Spinosad spray for cabbage loopers

Organic insecticides such as spinosad or pyrethrin are also commonly used to combat cabbage worm infestations. These are effective, but they tend to be more hazardous to use, and generally BT will handle the majority of your issues.

If you can see eggs, either singly or in clusters, put on a pair of gloves and carefully remove them from the leaves of your plants. You can rinse them off in soapy water and dispose of them, or crush them. Either way, you’re preventing more caterpillars from hatching and devouring your garden. Similarly, if you see the caterpillars themselves, pick those off and destroy them as well.

Diatomaceous earth is a good cabbage looper preventer

Some people like using food-grade diatomaceous earth powder on the leaves of their plants. This material, which doesn’t harm humans at all, will cut the worms’ soft bodies and cause them to dehydrate and die.

An old folk tale states that people would sprinkle rye flour over cabbage plants in the early morning, and that this would also cause cabbage worms to dehydrate and die. Another recommends dampening the leaves of your plants and sprinkling them with cornmeal. The cornmeal will swell up inside the stomachs of the cabbage worms when it’s eaten and cause them to die.

Environmental Cabbage Worm Control

Trichogramma wasps are an environmental cabbage looper control method

Predators include for cabbage worms yellowjackets, parasitic flies, parasitic wasps (such as Trichogramma wasps), green lacewings, predatory beetles, spiders, and birds such as the house sparrow or skylark.

Even chickens can help – once the larval form of the worms are large enough to be a tasty treat, chickens will gobble them up. However, chickens may also peck at your vegetables, so it’s best to be sure your plants are large enough to handle a little rough treatment before unleashing the garden fowl. If you are growing your bird’s favorite foods, you can always pick them off your plants yourself and take them to the coop for a tasty bird treat.


One of the simplest techniques is to use a floating row cover of fine nylon mesh over your plants. If you can keep the butterflies from reaching your plants in the first place, they can’t lay their eggs and thus won’t eat your produce. This sort of row cover can also provide a little shade for your plants.

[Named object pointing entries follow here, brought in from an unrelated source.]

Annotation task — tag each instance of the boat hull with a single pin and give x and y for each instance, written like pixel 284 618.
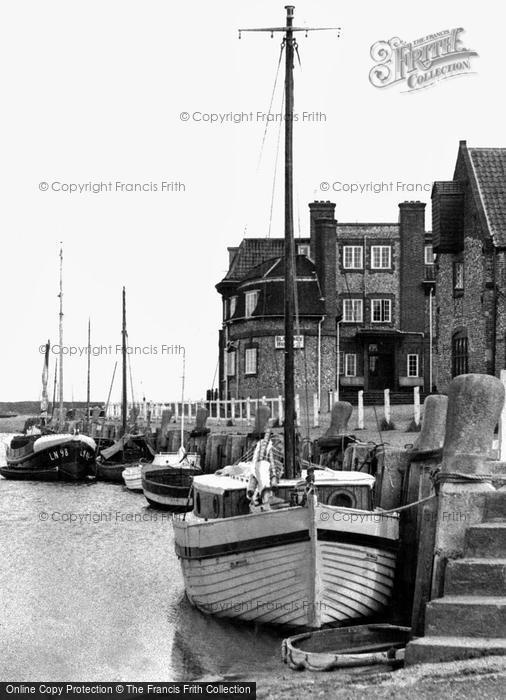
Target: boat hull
pixel 300 567
pixel 51 457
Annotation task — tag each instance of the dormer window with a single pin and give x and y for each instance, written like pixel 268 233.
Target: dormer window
pixel 251 301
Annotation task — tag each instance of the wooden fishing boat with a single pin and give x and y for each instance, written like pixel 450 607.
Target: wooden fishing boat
pixel 50 457
pixel 299 566
pixel 360 645
pixel 167 481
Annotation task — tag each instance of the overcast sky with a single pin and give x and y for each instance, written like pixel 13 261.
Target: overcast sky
pixel 93 92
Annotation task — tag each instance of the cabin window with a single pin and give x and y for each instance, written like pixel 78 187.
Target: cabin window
pixel 250 361
pixel 279 342
pixel 353 256
pixel 341 499
pixel 381 310
pixel 460 362
pixel 352 310
pixel 429 255
pixel 458 277
pixel 350 365
pixel 381 257
pixel 413 365
pixel 251 302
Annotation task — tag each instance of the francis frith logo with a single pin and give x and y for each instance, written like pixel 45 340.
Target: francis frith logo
pixel 422 62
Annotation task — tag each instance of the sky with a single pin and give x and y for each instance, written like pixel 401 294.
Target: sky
pixel 122 92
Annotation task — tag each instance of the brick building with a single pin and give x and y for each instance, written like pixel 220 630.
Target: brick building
pixel 363 293
pixel 469 228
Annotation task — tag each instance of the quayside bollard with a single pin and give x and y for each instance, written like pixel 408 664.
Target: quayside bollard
pixel 418 524
pixel 330 448
pixel 475 402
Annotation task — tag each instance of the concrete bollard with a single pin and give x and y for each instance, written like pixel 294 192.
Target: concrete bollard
pixel 417 527
pixel 475 402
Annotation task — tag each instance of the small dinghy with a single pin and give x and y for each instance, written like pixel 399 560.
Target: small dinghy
pixel 360 645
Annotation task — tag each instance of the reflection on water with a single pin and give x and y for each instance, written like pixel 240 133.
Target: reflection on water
pixel 102 597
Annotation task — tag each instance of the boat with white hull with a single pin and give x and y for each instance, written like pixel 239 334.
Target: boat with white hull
pixel 298 566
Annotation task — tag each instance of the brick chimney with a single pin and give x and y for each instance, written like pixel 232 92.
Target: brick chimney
pixel 412 265
pixel 319 210
pixel 325 260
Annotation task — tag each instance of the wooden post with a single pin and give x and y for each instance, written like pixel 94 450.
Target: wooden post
pixel 387 405
pixel 416 397
pixel 316 411
pixel 360 410
pixel 502 424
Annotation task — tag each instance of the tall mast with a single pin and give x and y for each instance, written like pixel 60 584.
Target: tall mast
pixel 289 422
pixel 124 369
pixel 60 366
pixel 88 377
pixel 290 46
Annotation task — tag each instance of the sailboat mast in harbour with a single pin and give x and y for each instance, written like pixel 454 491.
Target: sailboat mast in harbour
pixel 60 366
pixel 124 369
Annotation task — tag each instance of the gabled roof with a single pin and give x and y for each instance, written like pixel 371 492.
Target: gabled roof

Another option is to use a garlic spray that discourages the butterflies from laying eggs on your plants. You can buy garlic oil sprays, but you can also make your own.  This works for June bugs, squash bugs, aphids, and a variety of other insects. Adding a little mint or neem oil to this can be beneficial, too.

Caterpillars also don’t like citrus, so you can make a citrus repellent. Grind up the rinds and seeds of any type of citrus fruit. Soak the ground citrus parts in 2 cups of water overnight, then strain out the pulp. Add 2 teaspoons of dish soap to this and mix thoroughly. Spray all of the plant’s surfaces with that.

Neem oil may also be good on its own. While it doesn’t prevent the butterfly from laying its eggs, neem oil can make it less likely that the eggs will hatch if they’re drenched with it. It also coats the surface of the leaf and leaves a bitter flavor, stalling the worms from eating your plants. It isn’t quite as effective as garlic or citrus sprays are, but it does act as a repellant.


Q: Do cabbage worms attack any ornamental plants?

A: Yes! Not all of the Brassicaceae family of plants is edible to humans, and they can be beautiful (and popular!) ornamentals. One of the most likely ornamentals to be attacked is alyssum, but nearly any of this plant family are subject to infestation, as almost all of the plant family has natural glucosinolates.

That means that there’s at least 4000 species of plant that could be impacted. So if you’ve got alyssum, lunaria, or other ornamentals that fall into this family of plants, they could be targeted. This is especially something to consider if you have a combined vegetable and flower garden, as having a lot of brassicas will prove to be an encouragement for this white butterfly to lay its eggs.

Q: Are they poisonous to humans?

A: Not at all. They’re completely harmless to us, except in terms of how they can demolish our plants. In fact, they can be an indicator of an organic garden. If you ate one, while it probably wouldn’t taste really good, it wouldn’t make you sick at all.